Álvaro Sáenz Zúñiga
Presbítero
asaenz@liturgo.org
Llama la atención cómo, después de haber escuchado a Jesús hablar de su pasión, los apóstoles siguen sin entenderlo. Cierto es que a nadie le gustan las malas noticias, pero conviene que pongamos los pies en la tierra y asumir el proyecto de Dios.
Nos conviene asumir el proyecto divino. Por eso Jesús instruye a sus apóstoles para que no se hagan ilusiones, no esperen mesianismos engañosos. Les dice: “El Hijo del hombre va a ser entregado en manos de los hombres; lo matarán y tres días después de su muerte, resucitará”.
Pero los discípulos siguen en lo suyo y, nada preguntan. En el fondo rehusaban la verdad, se refugiaban en sus ideas y fantasías de un mesianismo triunfalista.
Y Jesús sigue purificando sus mentes. Por ello, ya en casa, quiere saber qué conversaban por el camino. La respuesta es frustrante porque mientras él les proponía su pasión, ellos discutían sobre acerca de “quién era el más grande”.

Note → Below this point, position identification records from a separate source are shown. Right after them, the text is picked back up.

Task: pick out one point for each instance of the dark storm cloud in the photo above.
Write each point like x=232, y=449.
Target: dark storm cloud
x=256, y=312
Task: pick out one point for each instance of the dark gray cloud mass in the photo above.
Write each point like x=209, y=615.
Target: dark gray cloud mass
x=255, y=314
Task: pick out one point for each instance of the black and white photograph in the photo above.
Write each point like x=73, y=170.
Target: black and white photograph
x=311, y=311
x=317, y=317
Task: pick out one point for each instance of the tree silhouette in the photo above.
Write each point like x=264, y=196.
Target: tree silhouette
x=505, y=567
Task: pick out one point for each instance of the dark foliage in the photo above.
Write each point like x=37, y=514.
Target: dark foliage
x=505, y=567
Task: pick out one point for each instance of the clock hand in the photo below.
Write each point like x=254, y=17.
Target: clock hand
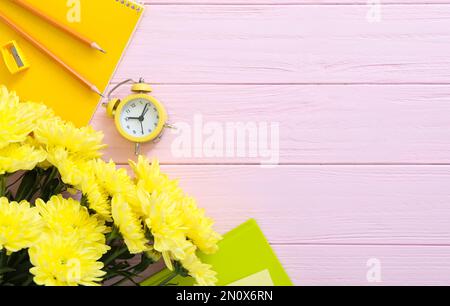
x=144, y=111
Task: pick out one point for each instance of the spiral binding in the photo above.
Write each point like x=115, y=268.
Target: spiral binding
x=131, y=4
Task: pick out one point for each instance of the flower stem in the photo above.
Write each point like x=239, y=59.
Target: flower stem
x=115, y=255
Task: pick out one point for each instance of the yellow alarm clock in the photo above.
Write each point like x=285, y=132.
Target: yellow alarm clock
x=139, y=117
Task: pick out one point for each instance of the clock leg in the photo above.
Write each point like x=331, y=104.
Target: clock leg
x=137, y=148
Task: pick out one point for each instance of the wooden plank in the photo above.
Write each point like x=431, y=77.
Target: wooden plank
x=347, y=265
x=317, y=124
x=290, y=44
x=326, y=204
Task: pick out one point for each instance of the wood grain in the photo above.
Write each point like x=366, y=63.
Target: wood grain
x=290, y=44
x=317, y=124
x=364, y=132
x=326, y=204
x=347, y=265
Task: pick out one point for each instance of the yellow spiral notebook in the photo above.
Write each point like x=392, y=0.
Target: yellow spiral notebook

Jesús, lejos de echarles en cara su insensatez, enfoca la enseñanza diciéndoles: “El que quiere ser el primero, debe hacerse el último de todos y servidor de todos”. Y para ser más claro pone a un niño en medio. ¿Por qué un niño?, porque son frágiles, porque eran relegados en aquella época y porque no tienen ambiciones, sino que se abandonan en los brazos de sus padres confiándoles su vida. Jesús dice que recibir a un niño es recibirlo a Él y, en Él, al mismo Padre Dios.
El reino de los cielos se construye en sencillez, ejerciendo nuestra libertad, asumiendo nuestros deberes y responsabilidades; amando, sirviendo, siendo sumisos al proyecto del Padre, a imagen de Jesucristo.